- Yangliupu Township Location in Hunan
- Coordinates: 29°34′01″N 111°07′41″E﻿ / ﻿29.56694°N 111.12806°E
- Country: People's Republic of China
- Province: Hunan
- Prefecture-level city: Zhangjiajie
- County: Cili

Area
- • Total: 108 km^{2} (42 sq mi)

Population
- • Total: 23,000
- • Density: 210/km^{2} (550/sq mi)
- Time zone: UTC+8 (China Standard)
- Area code: 0744

= Yangliupu =

Yangliupu Township (杨柳铺乡 (楊柳鋪鄉, Yángliǔpū Xiāng)) is a rural township in Cili County, Hunan Province, People's Republic of China.

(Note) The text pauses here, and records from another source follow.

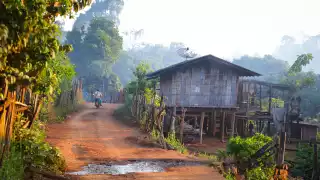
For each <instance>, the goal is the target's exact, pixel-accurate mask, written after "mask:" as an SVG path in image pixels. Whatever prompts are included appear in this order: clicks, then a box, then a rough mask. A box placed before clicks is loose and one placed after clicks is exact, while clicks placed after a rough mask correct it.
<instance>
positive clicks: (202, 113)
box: [200, 112, 204, 144]
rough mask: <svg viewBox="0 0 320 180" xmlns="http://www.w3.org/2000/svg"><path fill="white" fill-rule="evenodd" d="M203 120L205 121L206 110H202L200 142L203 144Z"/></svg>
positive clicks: (203, 120)
mask: <svg viewBox="0 0 320 180" xmlns="http://www.w3.org/2000/svg"><path fill="white" fill-rule="evenodd" d="M203 122H204V112H201V121H200V144H202V134H203Z"/></svg>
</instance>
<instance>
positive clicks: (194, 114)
mask: <svg viewBox="0 0 320 180" xmlns="http://www.w3.org/2000/svg"><path fill="white" fill-rule="evenodd" d="M252 76H260V74H258V73H256V72H253V71H251V70H248V69H246V68H243V67H241V66H238V65H235V64H233V63H231V62H228V61H226V60H223V59H220V58H218V57H215V56H213V55H206V56H202V57H199V58H195V59H191V60H186V61H183V62H181V63H178V64H175V65H172V66H169V67H166V68H163V69H160V70H157V71H155V72H152V73H149V74H147V78H148V79H153V78H160V95H163V96H165V97H166V100H165V104H166V106H167V107H168V108H171V109H172V110H173V109H174V111H176V112H175V113H176V114H177V115H178V114H181V113H182V110H183V109H184V108H186V109H187V111H186V114H185V119H186V121H192V122H191V123H194V125H195V124H197V123H196V122H197V121H198V120H200V123H199V124H200V132H201V133H200V136H201V137H200V142H202V134H203V133H206V134H211V135H213V136H216V135H219V136H220V137H221V140H224V138H225V137H226V135H228V134H233V133H235V127H234V124H235V123H234V121H235V113H236V112H237V110H238V108H239V106H238V85H239V78H240V77H252ZM227 127H229V128H227Z"/></svg>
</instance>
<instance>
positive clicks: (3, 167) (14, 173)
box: [0, 146, 24, 180]
mask: <svg viewBox="0 0 320 180" xmlns="http://www.w3.org/2000/svg"><path fill="white" fill-rule="evenodd" d="M23 175H24V163H23V157H22V152H21V151H20V150H19V148H17V147H16V146H11V148H10V152H9V153H8V154H7V155H6V156H5V157H4V160H3V164H2V167H1V168H0V177H1V179H14V180H22V179H24V177H23Z"/></svg>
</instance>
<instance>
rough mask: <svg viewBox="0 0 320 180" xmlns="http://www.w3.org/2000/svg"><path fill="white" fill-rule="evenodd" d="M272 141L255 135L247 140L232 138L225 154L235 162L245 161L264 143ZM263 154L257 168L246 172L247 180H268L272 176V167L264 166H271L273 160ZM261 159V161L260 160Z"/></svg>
mask: <svg viewBox="0 0 320 180" xmlns="http://www.w3.org/2000/svg"><path fill="white" fill-rule="evenodd" d="M271 141H272V138H271V137H268V136H265V135H263V134H259V133H256V134H255V135H254V136H252V137H249V138H241V137H239V136H238V137H233V138H231V139H230V140H229V141H228V144H227V152H226V153H227V154H228V155H229V156H231V157H233V158H234V160H236V161H240V162H244V161H247V160H248V159H249V158H250V156H252V155H253V154H255V153H256V152H257V151H258V150H259V149H260V148H262V147H263V146H264V145H265V144H266V143H269V142H271ZM267 156H268V153H265V154H264V155H263V156H262V157H261V158H259V159H260V160H261V163H260V164H259V165H258V167H256V168H253V169H250V170H246V172H245V176H246V179H248V180H269V179H270V178H271V177H272V175H273V170H274V167H270V166H266V164H273V162H274V161H273V158H272V157H267ZM262 159H263V160H262Z"/></svg>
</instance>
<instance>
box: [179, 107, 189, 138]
mask: <svg viewBox="0 0 320 180" xmlns="http://www.w3.org/2000/svg"><path fill="white" fill-rule="evenodd" d="M186 110H187V109H185V108H182V117H181V122H180V142H181V143H183V130H184V117H185V116H186Z"/></svg>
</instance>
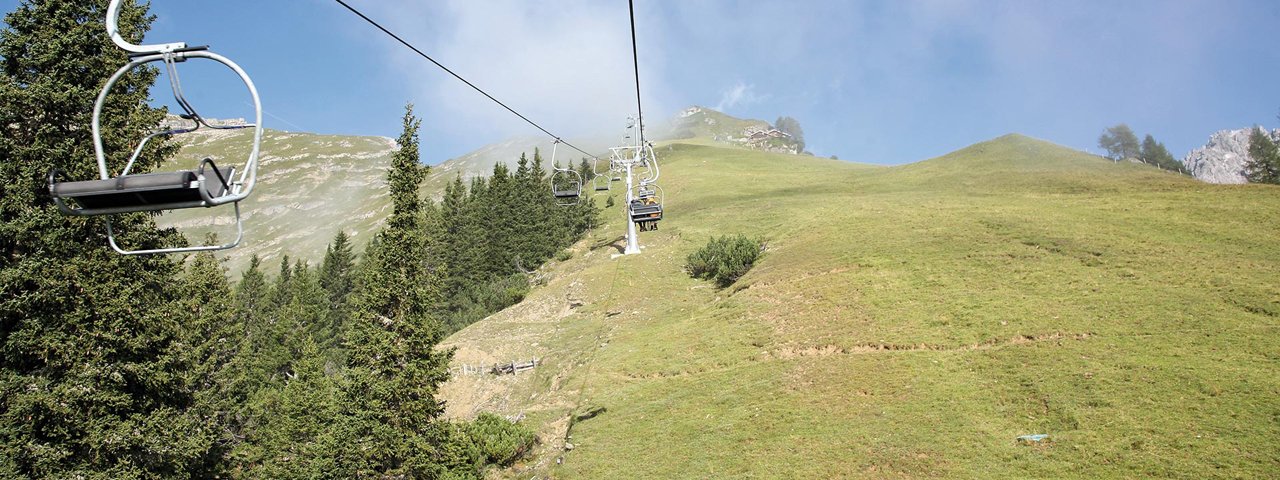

==Administrative divisions==
The township is divided into 23 villages and 2 communities, which include the following areas: Yangliupu Community, Yangxi Community, Chaxi Village, Siqiao Village, Xinpu Village, Fuxing Village, Sanhe Village, Xiaokeng Village, Lashu Village, Changwan Village, Kangzhuang Village, Zhongxi Village, Longyue Village, Yongsheng Village, Heye Village, Baojing Village, Xiangyu Village, Nanshan Village, Heyu Village, Shenping Village, Zhongguang Village, Huayue Village, Pingfeng Village, Yuanyang Village, and Jianzhuang Village (杨柳铺社区、杨溪社区、岔溪村、四桥村、新铺村、复兴村、三合村、小坑村、腊树村、长湾村、康庄村、中溪村、龙跃村、永圣村、荷叶村、宝景村、向峪村、南山村、荷峪村、申坪村、中广村、华岳村、坪峰村、鸳鸯村、俭庄村).